Paleo, keto, Atkins – you’ve probably heard of these low carb diet plans, as well as others. Diets that are low on carbohydrates and high on fat and protein have been popular for a while now as a way to lose weight and get healthier. Maybe you’ve even thought about following one of these diets yourself.
If you’re thinking about ditching the carbs, there are some things you ought to know first. Eating low carb can be great for you – but it’s not for everybody, and it’s important to prepare before starting this type of diet plan. Here’s what you need to know about low carb dieting.
10 Things to Know Before Starting a Low Carb Diet Plan
1. A low carb diet isn’t a magic formula for weight loss.
Contrary to common belief, carbs are not responsible for weight gain – at least, not in and of themselves. It might be easy to gain weight if you eat a carb-heavy diet full of bread, pastries, and soda, but that’s because lots of high carb foods are also calorie-dense and unsatisfying. Ultimately, losing weight comes down to how many calories you’re eating – not how many carbs you’re eating.
2. However, going low carb could help you drop pounds naturally.
Some people do manage to drop weight easily once they switch to a low carb way of eating. Why? Cutting out carbs means you’ll end up eating a lot more protein and fat, both of which are very satiating macronutrients. In other words, you’ll feel full more quickly and stay satisfied longer, so you won’t be tempted to overeat or graze on snacks.
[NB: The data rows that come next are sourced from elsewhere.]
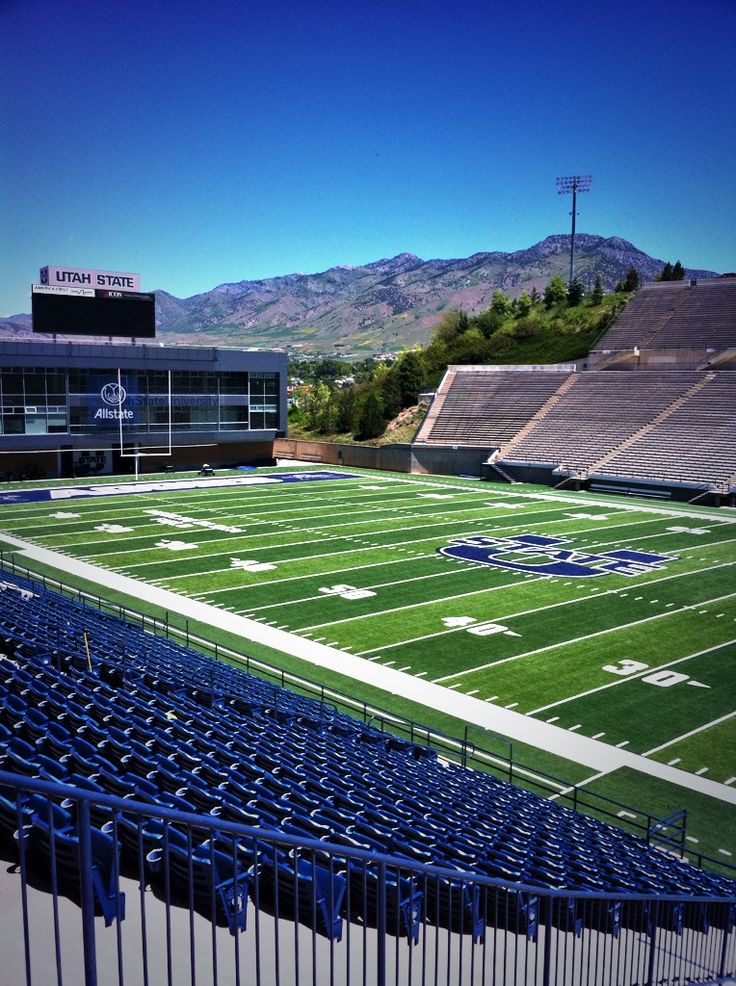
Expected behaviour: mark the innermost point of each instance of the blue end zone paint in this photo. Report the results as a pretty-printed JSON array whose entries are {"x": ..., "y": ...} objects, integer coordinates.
[
  {"x": 546, "y": 557},
  {"x": 167, "y": 486}
]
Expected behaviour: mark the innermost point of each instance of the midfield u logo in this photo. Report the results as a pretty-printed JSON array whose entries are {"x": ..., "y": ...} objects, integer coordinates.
[{"x": 541, "y": 554}]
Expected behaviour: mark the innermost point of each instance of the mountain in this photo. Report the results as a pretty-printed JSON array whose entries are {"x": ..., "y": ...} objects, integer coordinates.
[{"x": 379, "y": 306}]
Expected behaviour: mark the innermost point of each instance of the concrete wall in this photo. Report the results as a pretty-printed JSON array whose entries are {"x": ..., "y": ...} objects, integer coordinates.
[{"x": 434, "y": 460}]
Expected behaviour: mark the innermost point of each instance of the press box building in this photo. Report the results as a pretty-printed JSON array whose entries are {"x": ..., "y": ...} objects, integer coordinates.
[{"x": 79, "y": 408}]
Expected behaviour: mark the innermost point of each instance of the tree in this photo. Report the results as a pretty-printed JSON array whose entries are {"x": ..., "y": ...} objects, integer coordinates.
[
  {"x": 596, "y": 295},
  {"x": 523, "y": 305},
  {"x": 631, "y": 281},
  {"x": 500, "y": 303},
  {"x": 347, "y": 410},
  {"x": 555, "y": 293},
  {"x": 320, "y": 409},
  {"x": 328, "y": 370},
  {"x": 453, "y": 324},
  {"x": 371, "y": 422},
  {"x": 574, "y": 293},
  {"x": 410, "y": 373},
  {"x": 390, "y": 390}
]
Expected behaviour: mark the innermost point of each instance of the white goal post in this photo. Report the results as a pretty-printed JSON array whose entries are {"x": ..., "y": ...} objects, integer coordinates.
[{"x": 160, "y": 451}]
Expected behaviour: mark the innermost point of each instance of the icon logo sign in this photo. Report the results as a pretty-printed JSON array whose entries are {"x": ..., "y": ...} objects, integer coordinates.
[
  {"x": 541, "y": 554},
  {"x": 113, "y": 394}
]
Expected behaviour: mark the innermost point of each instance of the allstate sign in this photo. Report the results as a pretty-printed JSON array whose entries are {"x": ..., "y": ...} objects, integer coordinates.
[
  {"x": 541, "y": 554},
  {"x": 111, "y": 402}
]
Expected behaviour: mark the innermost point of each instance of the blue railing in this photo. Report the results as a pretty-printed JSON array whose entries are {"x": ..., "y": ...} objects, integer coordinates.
[{"x": 109, "y": 890}]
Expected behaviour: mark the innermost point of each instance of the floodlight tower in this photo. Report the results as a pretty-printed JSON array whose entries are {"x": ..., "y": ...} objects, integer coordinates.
[{"x": 574, "y": 184}]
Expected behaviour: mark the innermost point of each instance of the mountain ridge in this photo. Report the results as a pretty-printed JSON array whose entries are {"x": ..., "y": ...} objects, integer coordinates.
[{"x": 385, "y": 304}]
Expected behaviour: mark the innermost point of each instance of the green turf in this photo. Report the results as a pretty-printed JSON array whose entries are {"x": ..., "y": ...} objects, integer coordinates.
[{"x": 578, "y": 652}]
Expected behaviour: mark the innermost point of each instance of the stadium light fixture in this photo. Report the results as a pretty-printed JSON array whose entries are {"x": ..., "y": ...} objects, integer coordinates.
[{"x": 574, "y": 184}]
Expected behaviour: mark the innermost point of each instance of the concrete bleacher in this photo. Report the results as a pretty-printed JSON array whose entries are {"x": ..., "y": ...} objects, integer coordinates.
[
  {"x": 598, "y": 413},
  {"x": 487, "y": 406},
  {"x": 696, "y": 443},
  {"x": 675, "y": 315}
]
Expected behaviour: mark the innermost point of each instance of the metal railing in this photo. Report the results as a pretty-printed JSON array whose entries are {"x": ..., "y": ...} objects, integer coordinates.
[{"x": 105, "y": 890}]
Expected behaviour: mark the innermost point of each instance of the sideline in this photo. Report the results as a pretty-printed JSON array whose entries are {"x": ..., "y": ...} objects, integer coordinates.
[{"x": 580, "y": 749}]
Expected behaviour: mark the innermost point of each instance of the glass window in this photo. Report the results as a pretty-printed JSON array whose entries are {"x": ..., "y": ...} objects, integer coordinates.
[
  {"x": 234, "y": 417},
  {"x": 12, "y": 383},
  {"x": 234, "y": 383}
]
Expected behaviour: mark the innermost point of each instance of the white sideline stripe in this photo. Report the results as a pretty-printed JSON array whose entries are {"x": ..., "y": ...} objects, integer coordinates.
[
  {"x": 572, "y": 746},
  {"x": 631, "y": 677},
  {"x": 577, "y": 640},
  {"x": 318, "y": 540},
  {"x": 537, "y": 609},
  {"x": 579, "y": 748},
  {"x": 692, "y": 732}
]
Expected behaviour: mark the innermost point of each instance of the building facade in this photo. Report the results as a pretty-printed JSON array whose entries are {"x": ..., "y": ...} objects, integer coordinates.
[{"x": 78, "y": 409}]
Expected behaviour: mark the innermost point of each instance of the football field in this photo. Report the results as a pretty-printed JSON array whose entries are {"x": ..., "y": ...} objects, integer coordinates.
[{"x": 611, "y": 618}]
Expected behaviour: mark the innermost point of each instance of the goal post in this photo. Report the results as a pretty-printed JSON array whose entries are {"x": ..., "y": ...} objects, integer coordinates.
[{"x": 160, "y": 451}]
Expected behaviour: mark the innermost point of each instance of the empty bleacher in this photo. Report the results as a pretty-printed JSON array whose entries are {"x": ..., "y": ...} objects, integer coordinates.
[
  {"x": 677, "y": 315},
  {"x": 488, "y": 406},
  {"x": 152, "y": 719},
  {"x": 598, "y": 413},
  {"x": 696, "y": 443}
]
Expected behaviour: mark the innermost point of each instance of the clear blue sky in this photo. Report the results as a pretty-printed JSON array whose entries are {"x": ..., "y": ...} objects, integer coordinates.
[{"x": 197, "y": 143}]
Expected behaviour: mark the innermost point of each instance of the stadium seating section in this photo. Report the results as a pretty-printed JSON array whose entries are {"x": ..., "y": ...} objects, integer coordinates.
[
  {"x": 664, "y": 416},
  {"x": 142, "y": 716},
  {"x": 677, "y": 314}
]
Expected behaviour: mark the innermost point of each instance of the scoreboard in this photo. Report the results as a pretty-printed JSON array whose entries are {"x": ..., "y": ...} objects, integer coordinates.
[{"x": 93, "y": 311}]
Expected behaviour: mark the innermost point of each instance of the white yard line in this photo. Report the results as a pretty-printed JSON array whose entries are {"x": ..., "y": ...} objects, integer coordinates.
[
  {"x": 580, "y": 749},
  {"x": 538, "y": 609},
  {"x": 631, "y": 677},
  {"x": 692, "y": 732}
]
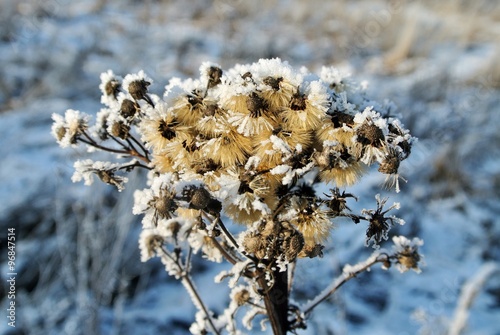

3. You’ll probably feel bad for a little while after you cut out carbs.
If you drop carbs, be prepared for a phenomenon called the “keto flu.” In a nutshell, when your body is used to using carbs as its energy source, it doesn’t know how to convert fat and protein into energy at first. As a result, many people feel tired and foggy-headed after cutting out carbs. Good news, though: keto flu typically lasts only a couple of weeks before you start to feel normal again.
4. People who exercise frequently may need more carbs in their diet.
Working out and eating low carb don’t always go hand-in-hand. Carbs are the best source of quick energy for the body, and if you’re staying away from them, you might find that you feel weaker and less energetic during your workouts.
5. You might be surprised how many foods are high in carbs.
Carbs aren’t just in bread, pasta, and rice. They’re also in everything that contains sugar – and a lot of foods have hidden sugar in them. Fruit also tends to be relatively high in carbohydrates, and even vegetables contain carbs. Because of this, it’s not realistic or healthy to cut all carbs from your diet.
6. Cutting carbs will help to stabilize your blood sugar.
If you struggle with frequent cravings or hunger pangs between meals, reducing your carb intake could help. Carbs – especially the refined kind, like bread and soda – cause your blood sugar to spike and then crash. Loading up on protein and fat will keep your blood sugar a lot more stable.
7. Not all carbs are created equal.
A carb is not just a carb, at least in terms of nutrition. For instance, a package of ramen noodles is pretty nutritionally void, while a bowl of oatmeal contains high levels of healthy fiber and protein. A low carb diet isn’t a zero carb diet, so don’t be afraid of working your favorite healthy carbs into your meal plans.
8. You’ll probably lose a few pounds of water weight quickly in the beginning.
If you lose five pounds during your first week of low carb dieting, don’t panic. It’s most likely just water. Carbs tend to hold onto water as you’re digesting them, so once they’re out of your body, you’ll see a corresponding drop in your weight.
9. You can still cut back on carbs if you’re vegetarian or vegan.
A low-carb diet doesn’t have to be heavy on meat. Eggs, dairy, and cheese can stand in for meat if you’re vegetarian. If you’re vegan, you can fill your plate with vegetables, nuts, seeds, soy, and heart-healthy oils.
10. Low carb dieting isn’t for everyone.
Some people adapt better to a low carb diet plan than others. After you get past the first couple of weeks, low carb dieting should make you feel good, not cranky or sluggish. If you cut carbs and find that you can’t stop obsessing about how good a bowl of pasta salad sounds, it could be a sign that your body simply functions best when you eat more carbs.
Low carb dieting is popular for a reason. It can be a great solution if you want to stop eating junk food, improve your energy levels, or shed a few unwanted pounds. Of course, it’s always a good idea to check in with your doctor before you start a new diet plan.
Just keep in mind that not everyone functions optimally on a diet that restricts carbs. If you try low carb dieting and it doesn’t work out for you, that’s okay – there are lots of ways to be healthy, and reducing carbs is just one of them. Listen to your body, and you’ll find the perfect diet plan that works for you.